Randomness, Writer Stuff

On Marathons and Words

1 aqB9GACKlOJKK5IoX1AtKQ@2xWhat the view from the finish line taught me

I once ran a marathon. 26.2 miles and I finished in just over four hours. My pace varied throughout the course, and though I had been nursing an excruciating muscle injury from my time spent training, I never slowed to more than a jog the entire time.

Before the big day I had been a runner for only a couple years, had finished considerably smaller events, several friendly 5k races, a few half marathons. I mainly ran on weekends to maintain my fitness level.

When I decided I wanted to run a full marathon I knew there would be a higher level of training required. I spent a couple months before, a carefully mapped out training chart hanging on the fridge, specific days and miles to log based on a proven method. I cross trained. I lifted weights to counter balance the tendency runners have to lose muscle mass, and stuck to a high protein, healthy carb, low fat diet.

In the end it paid off. I met my goal of finishing the marathon with a time I could be proud of.

But, I sacrificed something of myself along the way.

A couple weeks before the race I had torn a leg muscle. Instead of taking it easy and giving myself time to heal though, I pressed onward, determined to stick to the schedule.

I’ll have a chance to heal after the race.

I would later learn that those last couple weeks in the training plan weren’t nearly as important as all the ones I had put in before. In other words, I could have slacked off completely those last two weeks and still not lost the strength I had built over the long haul.

Five years later, I am still struggling to heal. I have not ran more than a mile at a time since that day and nothing in the past few years. Everyday activity hurts although no doctor or specialist can really tell me why.

Now I have had to give up something I love because I was too stubborn to listen to my body and blindly adhered to a plan on paper that no longer fit my needs.

If I learned one thing from the experience that I can apply to other areas of my life, it’s that sometimes you have to take the process in stride. There are going to be snags in the plan. You have to learn to adjust along the way. If you don’t, you risk losing sight of the bigger picture.

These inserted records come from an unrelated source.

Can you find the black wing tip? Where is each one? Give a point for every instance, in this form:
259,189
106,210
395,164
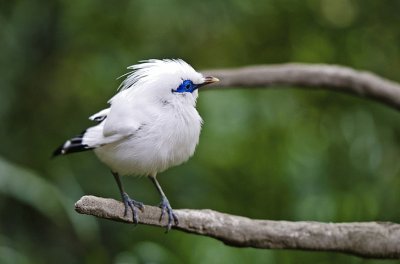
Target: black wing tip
72,145
59,151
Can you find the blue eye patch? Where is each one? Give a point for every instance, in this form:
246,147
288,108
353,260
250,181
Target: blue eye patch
187,86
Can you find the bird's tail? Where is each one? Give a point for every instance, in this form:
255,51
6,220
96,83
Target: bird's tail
72,145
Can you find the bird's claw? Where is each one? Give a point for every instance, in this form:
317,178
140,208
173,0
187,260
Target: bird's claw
166,209
133,205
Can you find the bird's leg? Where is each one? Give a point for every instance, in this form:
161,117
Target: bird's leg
128,202
164,205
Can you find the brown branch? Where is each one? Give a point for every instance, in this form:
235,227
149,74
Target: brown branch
331,77
369,239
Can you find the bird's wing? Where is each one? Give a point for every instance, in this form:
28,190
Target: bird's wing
126,116
100,116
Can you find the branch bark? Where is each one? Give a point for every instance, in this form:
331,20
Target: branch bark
368,239
330,77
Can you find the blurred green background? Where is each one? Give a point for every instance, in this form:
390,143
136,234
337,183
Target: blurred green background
285,154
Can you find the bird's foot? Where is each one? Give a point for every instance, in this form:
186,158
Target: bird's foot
133,205
166,209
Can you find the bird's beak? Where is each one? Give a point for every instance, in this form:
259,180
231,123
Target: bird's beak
208,80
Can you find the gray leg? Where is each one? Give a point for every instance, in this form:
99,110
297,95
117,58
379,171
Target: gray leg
128,202
164,205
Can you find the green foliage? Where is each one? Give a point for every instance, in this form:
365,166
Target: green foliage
272,154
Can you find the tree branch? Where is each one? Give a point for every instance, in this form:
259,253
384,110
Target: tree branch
369,239
330,77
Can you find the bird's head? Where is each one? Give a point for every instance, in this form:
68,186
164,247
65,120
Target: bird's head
165,79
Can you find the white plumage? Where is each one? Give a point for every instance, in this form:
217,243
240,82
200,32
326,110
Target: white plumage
151,125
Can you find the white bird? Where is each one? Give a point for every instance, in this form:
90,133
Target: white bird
151,125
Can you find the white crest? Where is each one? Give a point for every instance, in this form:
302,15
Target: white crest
153,73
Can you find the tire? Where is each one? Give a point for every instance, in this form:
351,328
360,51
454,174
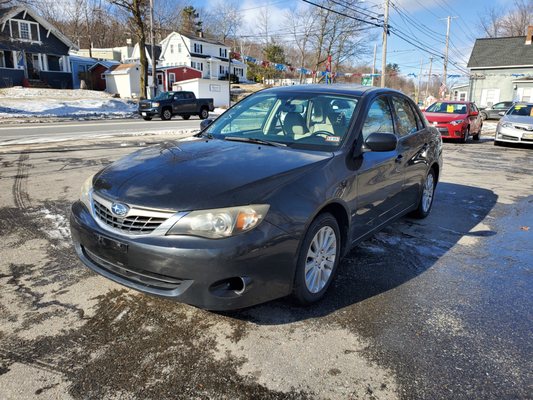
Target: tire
476,136
166,114
204,113
308,289
465,138
428,189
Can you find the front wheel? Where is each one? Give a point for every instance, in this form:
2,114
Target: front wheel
166,114
318,259
476,136
204,113
426,200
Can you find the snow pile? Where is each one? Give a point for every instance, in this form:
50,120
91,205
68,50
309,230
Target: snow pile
49,103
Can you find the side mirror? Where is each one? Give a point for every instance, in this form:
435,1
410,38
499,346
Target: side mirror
205,123
381,141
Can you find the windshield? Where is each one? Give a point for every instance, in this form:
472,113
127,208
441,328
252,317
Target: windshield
447,108
164,96
525,110
301,120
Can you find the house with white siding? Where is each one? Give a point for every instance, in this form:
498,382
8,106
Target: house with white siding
209,56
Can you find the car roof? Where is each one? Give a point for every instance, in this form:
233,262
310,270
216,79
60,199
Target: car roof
346,89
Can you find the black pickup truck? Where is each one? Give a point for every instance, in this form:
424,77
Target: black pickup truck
167,104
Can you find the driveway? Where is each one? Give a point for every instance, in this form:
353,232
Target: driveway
432,309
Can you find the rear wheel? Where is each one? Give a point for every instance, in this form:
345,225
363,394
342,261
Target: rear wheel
426,200
465,137
166,114
204,113
318,259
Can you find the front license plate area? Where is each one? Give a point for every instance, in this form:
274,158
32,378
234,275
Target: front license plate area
111,250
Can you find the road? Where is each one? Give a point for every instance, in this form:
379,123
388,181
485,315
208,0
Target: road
432,309
60,131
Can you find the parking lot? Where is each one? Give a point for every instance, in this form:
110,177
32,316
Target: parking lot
432,309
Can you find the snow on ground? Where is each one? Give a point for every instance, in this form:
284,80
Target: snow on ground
20,102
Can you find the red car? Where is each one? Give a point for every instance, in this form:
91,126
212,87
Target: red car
455,119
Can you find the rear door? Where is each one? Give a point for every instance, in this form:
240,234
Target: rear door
413,145
379,176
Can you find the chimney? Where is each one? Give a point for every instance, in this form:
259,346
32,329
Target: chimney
529,34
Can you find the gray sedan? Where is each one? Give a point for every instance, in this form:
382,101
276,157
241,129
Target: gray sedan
516,126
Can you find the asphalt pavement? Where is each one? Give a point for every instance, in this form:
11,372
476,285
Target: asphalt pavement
61,131
433,309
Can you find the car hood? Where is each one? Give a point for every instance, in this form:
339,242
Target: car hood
440,117
202,174
518,119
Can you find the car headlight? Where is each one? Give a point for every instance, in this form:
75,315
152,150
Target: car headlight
85,191
221,222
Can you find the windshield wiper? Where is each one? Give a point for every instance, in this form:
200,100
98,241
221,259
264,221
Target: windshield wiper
254,140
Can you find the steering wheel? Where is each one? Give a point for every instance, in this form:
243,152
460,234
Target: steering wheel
325,133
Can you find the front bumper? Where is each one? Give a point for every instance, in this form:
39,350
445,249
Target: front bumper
197,271
148,112
513,135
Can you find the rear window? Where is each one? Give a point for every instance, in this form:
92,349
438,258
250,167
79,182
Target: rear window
447,108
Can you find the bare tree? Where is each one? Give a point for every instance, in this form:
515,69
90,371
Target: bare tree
137,10
225,20
496,23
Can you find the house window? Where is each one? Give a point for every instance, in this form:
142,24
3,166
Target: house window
24,30
54,63
198,48
198,66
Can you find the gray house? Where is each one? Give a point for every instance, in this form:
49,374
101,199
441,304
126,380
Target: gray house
502,70
32,51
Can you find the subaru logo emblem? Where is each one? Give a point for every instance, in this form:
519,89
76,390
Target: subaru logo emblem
119,209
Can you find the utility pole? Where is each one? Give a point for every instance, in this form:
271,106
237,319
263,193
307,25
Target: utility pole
374,63
154,61
384,48
445,73
429,77
419,78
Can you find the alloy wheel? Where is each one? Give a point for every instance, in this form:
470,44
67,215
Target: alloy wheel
320,259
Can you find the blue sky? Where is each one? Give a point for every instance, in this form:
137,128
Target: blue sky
430,34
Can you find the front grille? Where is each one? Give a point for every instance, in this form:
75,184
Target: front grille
523,128
143,277
133,224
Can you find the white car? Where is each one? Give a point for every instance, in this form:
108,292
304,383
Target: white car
516,125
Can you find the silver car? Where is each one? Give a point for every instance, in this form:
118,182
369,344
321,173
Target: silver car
516,125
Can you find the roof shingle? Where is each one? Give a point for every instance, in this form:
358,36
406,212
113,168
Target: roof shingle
496,52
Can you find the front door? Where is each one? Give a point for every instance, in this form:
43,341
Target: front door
379,175
33,65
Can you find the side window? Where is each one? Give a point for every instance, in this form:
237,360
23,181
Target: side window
406,121
379,118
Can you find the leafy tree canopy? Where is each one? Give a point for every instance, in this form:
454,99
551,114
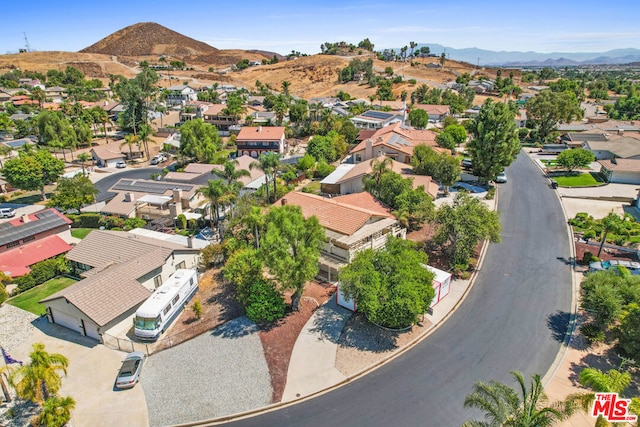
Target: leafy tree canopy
391,286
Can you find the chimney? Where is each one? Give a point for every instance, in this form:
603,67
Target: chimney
177,195
175,209
368,151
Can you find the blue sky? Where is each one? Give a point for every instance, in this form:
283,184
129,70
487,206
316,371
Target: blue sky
281,26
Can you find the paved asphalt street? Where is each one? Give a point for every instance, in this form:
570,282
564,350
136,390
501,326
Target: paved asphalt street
514,318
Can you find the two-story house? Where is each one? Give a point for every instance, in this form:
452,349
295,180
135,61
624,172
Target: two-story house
352,223
253,141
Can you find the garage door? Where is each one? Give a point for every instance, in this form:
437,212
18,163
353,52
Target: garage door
66,320
91,329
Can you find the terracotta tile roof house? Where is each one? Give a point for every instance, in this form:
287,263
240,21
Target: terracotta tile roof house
396,141
107,155
18,261
351,224
435,112
151,199
621,148
374,119
119,271
621,171
255,140
347,178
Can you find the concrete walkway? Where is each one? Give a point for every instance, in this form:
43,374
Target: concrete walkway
312,367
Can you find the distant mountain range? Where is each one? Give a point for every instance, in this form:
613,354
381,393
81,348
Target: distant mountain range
555,59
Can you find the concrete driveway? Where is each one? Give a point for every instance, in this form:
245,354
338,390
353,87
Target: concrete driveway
90,377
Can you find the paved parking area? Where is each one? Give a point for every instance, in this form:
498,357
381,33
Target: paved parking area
219,373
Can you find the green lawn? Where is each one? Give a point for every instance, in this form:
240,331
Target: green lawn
29,300
578,180
81,233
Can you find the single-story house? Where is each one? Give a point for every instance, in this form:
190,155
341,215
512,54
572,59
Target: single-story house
396,141
150,199
255,140
621,171
352,223
32,238
348,178
119,271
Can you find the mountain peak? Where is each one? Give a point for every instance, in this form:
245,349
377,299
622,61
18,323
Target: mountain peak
148,38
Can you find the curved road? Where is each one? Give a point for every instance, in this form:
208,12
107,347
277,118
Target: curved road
514,318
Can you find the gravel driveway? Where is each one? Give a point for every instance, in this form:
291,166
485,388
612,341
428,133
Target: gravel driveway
219,373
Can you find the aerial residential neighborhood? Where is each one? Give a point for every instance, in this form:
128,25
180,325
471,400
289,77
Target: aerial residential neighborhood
190,233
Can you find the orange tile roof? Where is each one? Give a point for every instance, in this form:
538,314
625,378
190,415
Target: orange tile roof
260,133
333,215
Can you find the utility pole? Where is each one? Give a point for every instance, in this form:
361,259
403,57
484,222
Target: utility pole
26,42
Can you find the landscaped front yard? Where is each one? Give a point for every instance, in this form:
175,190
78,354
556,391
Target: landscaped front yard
28,300
578,180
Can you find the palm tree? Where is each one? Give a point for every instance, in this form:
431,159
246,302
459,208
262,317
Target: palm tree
611,381
129,140
378,168
39,379
216,192
610,223
230,173
84,157
56,412
254,219
505,406
268,163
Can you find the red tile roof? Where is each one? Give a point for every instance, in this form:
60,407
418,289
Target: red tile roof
16,262
340,217
261,133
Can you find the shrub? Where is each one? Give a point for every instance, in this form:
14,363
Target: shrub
592,333
264,303
588,258
197,308
131,223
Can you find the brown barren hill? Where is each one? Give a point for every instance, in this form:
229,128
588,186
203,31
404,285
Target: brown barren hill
148,38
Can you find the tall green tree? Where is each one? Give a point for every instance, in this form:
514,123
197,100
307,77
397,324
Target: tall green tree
419,118
495,142
199,140
548,109
39,379
463,224
391,286
73,193
33,170
523,407
56,412
575,159
291,247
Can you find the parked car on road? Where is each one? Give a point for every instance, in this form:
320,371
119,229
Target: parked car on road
7,212
129,373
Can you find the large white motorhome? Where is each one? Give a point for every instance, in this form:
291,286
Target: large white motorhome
163,306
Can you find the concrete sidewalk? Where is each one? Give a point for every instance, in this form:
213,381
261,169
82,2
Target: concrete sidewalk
312,367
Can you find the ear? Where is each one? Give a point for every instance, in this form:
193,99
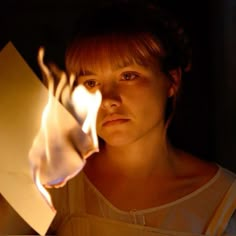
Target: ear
175,81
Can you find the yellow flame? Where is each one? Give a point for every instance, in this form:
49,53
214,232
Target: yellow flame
42,190
57,169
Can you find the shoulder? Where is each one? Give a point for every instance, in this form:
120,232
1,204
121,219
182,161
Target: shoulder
65,200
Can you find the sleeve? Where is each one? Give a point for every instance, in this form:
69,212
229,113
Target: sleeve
231,227
60,202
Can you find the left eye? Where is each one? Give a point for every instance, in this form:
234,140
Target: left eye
127,76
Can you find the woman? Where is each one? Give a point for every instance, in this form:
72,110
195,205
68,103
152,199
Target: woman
138,183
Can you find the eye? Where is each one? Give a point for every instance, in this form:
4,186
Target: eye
128,76
90,83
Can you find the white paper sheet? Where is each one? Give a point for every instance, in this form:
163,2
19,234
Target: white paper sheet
22,99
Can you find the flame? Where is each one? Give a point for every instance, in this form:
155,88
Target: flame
67,137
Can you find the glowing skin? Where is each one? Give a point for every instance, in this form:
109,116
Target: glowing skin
133,104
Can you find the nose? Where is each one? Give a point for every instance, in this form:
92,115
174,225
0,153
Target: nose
111,98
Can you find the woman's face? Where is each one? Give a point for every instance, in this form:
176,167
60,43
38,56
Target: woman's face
133,102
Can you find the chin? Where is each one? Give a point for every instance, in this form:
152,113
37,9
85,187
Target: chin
117,140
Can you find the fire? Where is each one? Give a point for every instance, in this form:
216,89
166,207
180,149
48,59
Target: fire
66,136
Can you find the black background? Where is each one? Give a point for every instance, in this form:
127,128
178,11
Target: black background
204,123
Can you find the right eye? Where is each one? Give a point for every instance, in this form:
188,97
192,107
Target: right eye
91,83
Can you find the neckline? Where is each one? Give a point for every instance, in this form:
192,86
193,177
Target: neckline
152,209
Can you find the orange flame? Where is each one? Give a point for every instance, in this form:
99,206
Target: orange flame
65,139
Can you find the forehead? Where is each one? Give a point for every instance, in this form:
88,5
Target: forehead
112,52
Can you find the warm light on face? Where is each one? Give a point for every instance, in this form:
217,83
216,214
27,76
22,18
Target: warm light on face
65,139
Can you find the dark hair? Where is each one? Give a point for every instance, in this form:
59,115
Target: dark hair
138,23
124,33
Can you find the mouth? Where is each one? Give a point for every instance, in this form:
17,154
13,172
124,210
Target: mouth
114,120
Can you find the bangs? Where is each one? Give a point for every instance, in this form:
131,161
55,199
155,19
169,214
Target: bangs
113,50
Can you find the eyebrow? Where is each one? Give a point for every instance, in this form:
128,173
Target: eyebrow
116,67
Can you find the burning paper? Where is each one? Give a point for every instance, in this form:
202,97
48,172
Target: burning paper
23,98
61,146
64,140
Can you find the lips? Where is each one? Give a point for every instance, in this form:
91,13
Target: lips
114,120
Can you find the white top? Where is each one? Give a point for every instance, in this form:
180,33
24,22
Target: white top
83,210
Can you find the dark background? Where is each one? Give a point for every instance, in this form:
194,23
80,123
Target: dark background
205,121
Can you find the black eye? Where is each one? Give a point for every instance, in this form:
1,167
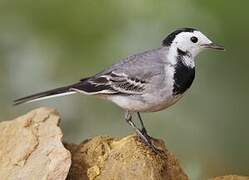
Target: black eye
194,39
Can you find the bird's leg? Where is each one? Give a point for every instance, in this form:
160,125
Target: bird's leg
144,131
145,138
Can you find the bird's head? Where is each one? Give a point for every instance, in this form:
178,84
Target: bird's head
189,40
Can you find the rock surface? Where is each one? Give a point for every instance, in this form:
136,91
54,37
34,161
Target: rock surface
31,147
106,158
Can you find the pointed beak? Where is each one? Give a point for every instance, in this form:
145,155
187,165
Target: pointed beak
213,46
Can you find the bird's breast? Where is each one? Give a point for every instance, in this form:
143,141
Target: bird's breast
183,77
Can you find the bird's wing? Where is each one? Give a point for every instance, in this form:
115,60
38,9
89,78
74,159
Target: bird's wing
130,76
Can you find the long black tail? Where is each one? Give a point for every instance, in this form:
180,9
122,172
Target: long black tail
62,91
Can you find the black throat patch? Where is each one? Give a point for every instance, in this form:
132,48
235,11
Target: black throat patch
184,75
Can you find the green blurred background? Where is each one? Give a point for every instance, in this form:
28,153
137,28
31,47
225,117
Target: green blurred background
50,43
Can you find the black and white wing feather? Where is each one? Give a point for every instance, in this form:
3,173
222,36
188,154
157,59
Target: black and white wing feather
130,76
111,83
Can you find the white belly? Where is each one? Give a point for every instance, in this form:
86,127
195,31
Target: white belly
145,104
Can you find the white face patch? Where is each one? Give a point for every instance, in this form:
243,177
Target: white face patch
183,42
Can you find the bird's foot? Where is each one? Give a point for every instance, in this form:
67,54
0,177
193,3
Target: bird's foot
146,140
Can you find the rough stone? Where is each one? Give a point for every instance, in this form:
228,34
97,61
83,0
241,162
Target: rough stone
31,147
106,158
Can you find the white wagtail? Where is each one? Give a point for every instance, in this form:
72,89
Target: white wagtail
145,82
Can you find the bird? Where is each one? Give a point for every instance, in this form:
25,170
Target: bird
149,81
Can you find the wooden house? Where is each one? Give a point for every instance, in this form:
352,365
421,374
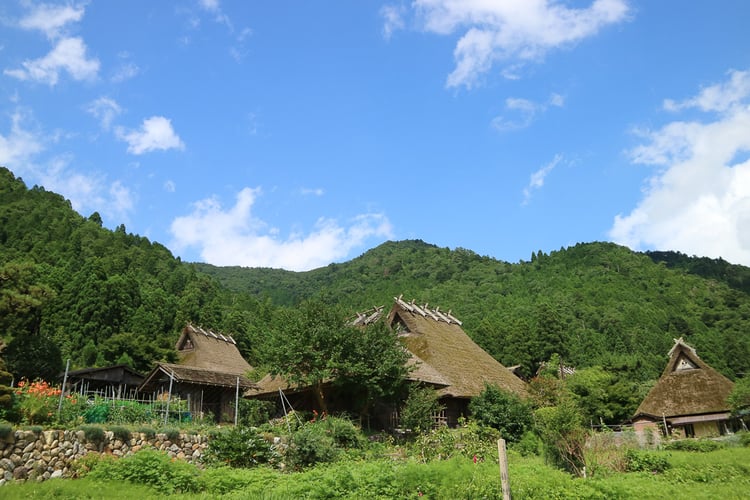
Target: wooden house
688,400
208,374
442,356
117,381
447,358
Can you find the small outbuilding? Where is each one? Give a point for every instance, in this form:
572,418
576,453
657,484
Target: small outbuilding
688,400
118,381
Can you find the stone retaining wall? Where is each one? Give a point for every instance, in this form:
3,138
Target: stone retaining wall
49,454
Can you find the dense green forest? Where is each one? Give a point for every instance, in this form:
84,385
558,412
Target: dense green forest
71,289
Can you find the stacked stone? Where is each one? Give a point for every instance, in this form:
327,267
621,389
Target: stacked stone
29,455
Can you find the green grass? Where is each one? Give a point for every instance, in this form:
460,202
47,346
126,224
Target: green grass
723,473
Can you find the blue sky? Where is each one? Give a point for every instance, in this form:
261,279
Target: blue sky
296,134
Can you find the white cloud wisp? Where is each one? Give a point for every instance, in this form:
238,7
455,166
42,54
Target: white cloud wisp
512,31
156,133
234,236
699,200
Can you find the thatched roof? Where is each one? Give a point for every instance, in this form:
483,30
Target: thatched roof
201,348
688,386
206,358
441,354
442,347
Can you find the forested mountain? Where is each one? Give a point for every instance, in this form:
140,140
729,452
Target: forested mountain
593,303
101,296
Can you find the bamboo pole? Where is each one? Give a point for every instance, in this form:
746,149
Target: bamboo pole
503,461
62,391
237,402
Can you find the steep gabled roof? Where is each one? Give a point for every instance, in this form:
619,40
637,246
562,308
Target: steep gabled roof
201,348
206,358
688,386
441,347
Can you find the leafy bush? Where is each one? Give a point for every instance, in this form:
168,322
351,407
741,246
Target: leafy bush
37,401
254,412
171,433
149,432
309,445
93,433
697,445
240,447
563,435
529,444
121,433
5,430
130,412
152,468
502,410
344,433
417,414
645,461
97,412
472,441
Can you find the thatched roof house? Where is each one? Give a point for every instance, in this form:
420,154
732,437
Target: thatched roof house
690,397
442,355
209,371
441,346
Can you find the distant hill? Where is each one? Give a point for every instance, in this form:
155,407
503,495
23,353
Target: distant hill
106,296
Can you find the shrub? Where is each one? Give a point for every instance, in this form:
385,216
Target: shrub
472,442
5,430
344,433
149,432
563,435
696,445
309,445
130,412
93,433
121,433
37,401
254,412
240,447
502,410
171,433
645,461
97,412
417,414
528,445
152,468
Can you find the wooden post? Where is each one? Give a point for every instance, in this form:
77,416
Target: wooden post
503,460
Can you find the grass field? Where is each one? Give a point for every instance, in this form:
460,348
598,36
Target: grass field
721,474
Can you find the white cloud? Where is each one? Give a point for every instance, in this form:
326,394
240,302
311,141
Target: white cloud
155,133
20,145
68,55
523,112
125,71
393,19
235,237
536,180
312,191
20,151
51,19
698,202
511,31
105,110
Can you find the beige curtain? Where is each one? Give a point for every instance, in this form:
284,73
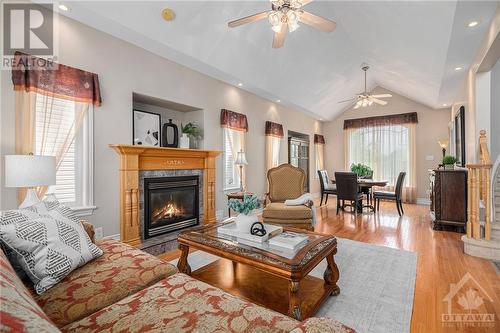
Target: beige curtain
237,142
272,152
388,150
45,127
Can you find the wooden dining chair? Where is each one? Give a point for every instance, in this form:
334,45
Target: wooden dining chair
396,195
348,190
327,187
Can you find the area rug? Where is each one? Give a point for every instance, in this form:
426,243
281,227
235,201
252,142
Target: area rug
376,283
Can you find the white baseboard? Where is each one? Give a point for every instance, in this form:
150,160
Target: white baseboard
423,201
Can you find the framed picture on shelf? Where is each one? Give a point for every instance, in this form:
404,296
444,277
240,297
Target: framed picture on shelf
146,128
460,136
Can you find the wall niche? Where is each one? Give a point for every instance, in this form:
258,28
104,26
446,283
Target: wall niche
181,114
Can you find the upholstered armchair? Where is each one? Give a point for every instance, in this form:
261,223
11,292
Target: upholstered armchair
287,182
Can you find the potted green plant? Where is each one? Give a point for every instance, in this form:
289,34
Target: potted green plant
449,162
245,208
190,130
362,170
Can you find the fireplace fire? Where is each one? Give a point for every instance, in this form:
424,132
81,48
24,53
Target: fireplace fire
170,203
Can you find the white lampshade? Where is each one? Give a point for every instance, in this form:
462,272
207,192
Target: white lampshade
241,159
29,170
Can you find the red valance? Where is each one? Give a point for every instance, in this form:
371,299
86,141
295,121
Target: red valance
233,120
394,119
35,74
274,129
319,139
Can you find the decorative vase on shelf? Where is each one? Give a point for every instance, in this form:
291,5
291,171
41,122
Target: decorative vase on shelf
244,222
184,141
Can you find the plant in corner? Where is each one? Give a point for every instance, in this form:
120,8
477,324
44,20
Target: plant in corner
246,216
190,130
449,161
361,170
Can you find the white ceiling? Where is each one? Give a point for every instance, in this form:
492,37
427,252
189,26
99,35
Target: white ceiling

Perhaps the biggest lesson learnt of all? I can do it. The time working up to it, the payoff in the end, I’ll get there. One way or another.

I would like to think it’s this mindset that will get me through a marathon of words with my first upcoming NaNoWriMo.

I still hope I’ll be able to get back to running someday. It will give me a real chance to put what I didn’t learn so well the first time to the test. Until then, I’ll be here putting a flexible writing plan into place for my next endeavor.